Despite the amount of material that is covered in our classes, there always seems to be one topic that generates the greatest number of questions- trauma gear. In this blog we are going to answer some of the more common questions that Penn Tactical Instructors get regarding trauma management gear.
1. What is the difference between a trauma kit and an Individual First Aid Kit (IFAK)?
The answer to this question is relatively simple. An IFAK is designed to be a kit that should not be used except to treat YOURSELF. A trauma kit is designed to treat other people. Typically, an IFAK contains enough equipment to treat one person. The purpose of an IFAK is to have lifesaving equipment easily accessible in a situation where you may not be able to get help immediately. It normally consists of a tourniquet, wound packing gauze, trauma dressing, nasal airway, chest seal and sometimes gloves and a chest decompression needle. A trauma kit often contains enough equipment to treat more than one person.
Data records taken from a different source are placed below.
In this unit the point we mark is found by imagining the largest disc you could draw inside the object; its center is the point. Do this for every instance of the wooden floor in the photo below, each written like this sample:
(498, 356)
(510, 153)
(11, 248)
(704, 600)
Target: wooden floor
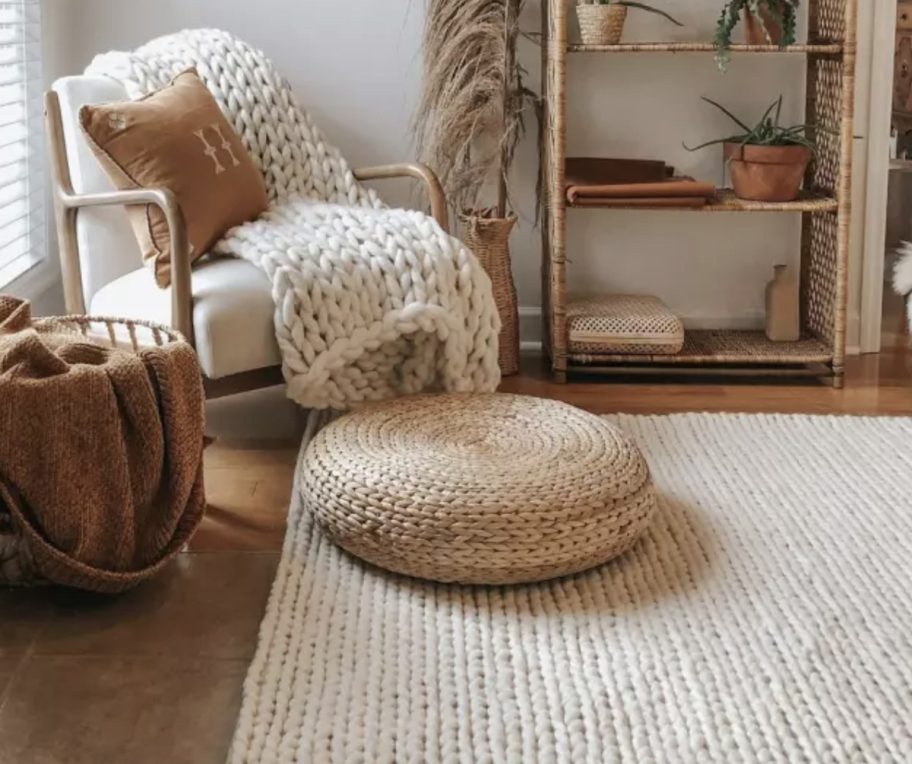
(87, 679)
(248, 483)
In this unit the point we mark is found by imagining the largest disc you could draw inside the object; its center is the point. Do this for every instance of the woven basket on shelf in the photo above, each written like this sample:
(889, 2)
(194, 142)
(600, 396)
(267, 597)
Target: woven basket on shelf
(17, 564)
(601, 24)
(489, 240)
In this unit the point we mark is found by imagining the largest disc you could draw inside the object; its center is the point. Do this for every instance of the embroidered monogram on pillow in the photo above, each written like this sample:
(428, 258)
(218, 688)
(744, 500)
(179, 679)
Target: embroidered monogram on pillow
(177, 138)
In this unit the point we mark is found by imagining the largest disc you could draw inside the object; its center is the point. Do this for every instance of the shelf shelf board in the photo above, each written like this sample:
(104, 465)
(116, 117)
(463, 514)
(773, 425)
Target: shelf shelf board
(830, 49)
(726, 201)
(725, 347)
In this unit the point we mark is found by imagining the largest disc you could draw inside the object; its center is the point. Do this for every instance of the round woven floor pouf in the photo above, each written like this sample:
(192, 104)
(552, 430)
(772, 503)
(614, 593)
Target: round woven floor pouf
(481, 489)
Trauma kits will often contain equipment that are not necessarily immediate needs like eye shields, splints and more bandages.
2. Can I use an IFAK to treat other people?
The answer to this question really depends on your situation and your role. If you are asking if you can buy an IFAK and use it as a trauma kit, then the answer is YES. How a kit is marketed really has no bearing on how it can be used.
However, to truly answer this question you need to consider what your role is. If you are a tactical operator, in a combat setting or generally are in a role when you can become injured as the situation develops, then you should have a dedicated IFAK. There is nothing wrong with carrying 2 kits with one being designated as your IFAK. On my vest I have 2 kits one is my IFAK and one is used to treat anyone else that is injured and also includes some minor care items. The one designated as my IFAK is marked with a MED patch. The reason that one is marked is because if I become incapacitated my teammates know what pouch is my IFAK and contains only lifesaving, immediate need equipment. This is also a good time to mention that if someone becomes injured you should treat them using their IFAK first. If your casualty does not have their own IFAK you are going to need to make a decision if you should treat them from your IFAK. One of the main determining factors in this decision should be “Am I willing to give up equipment that can save my life to save someone else?”. You should also take into consideration the chance of you needing that equipment yourself.
3. What should be in an IFAK?
As I mentioned earlier an IFAK typically consists of tourniquet, wound packing gauze, trauma dressing, nasal airway, chest seal and sometimes gloves and a chest decompression needle. What you carry in your IFAK comes down to answering a few questions:
a. What is your level of training? Ideally you should be trained on the proper use of everything in your IFAK. Training for most items you can carry can be done in a Stop the Bleed Course. In 2020 there is not much of an excuse not to get trained in at least tourniquet use and wound packing. While these skills are simple and the devices are relatively intuitive to use, there are some steps that ensure that you can apply them to yourself in a high stress situation. Items like chest decompression needles require a higher level of training and their use may not be covered under local law and protocols. However, being that your IFAK is also for other people to treat you if you are injured, I do know some people that carry a decompression needle in their kit. The needle is in the kit with understanding that it is only to be used by a trained and qualified medical provider. Case in point, in Pennsylvania a paramedic unit is only required to have 2 chest decompression needles. If there is a mass casualty incident the medic now has access to the device by working out of your IFAK. I will add that some devices do require medical authorization and you should always check with agency, local and state laws/policies before adding any item to your kit that requires a prescription or medical authorization.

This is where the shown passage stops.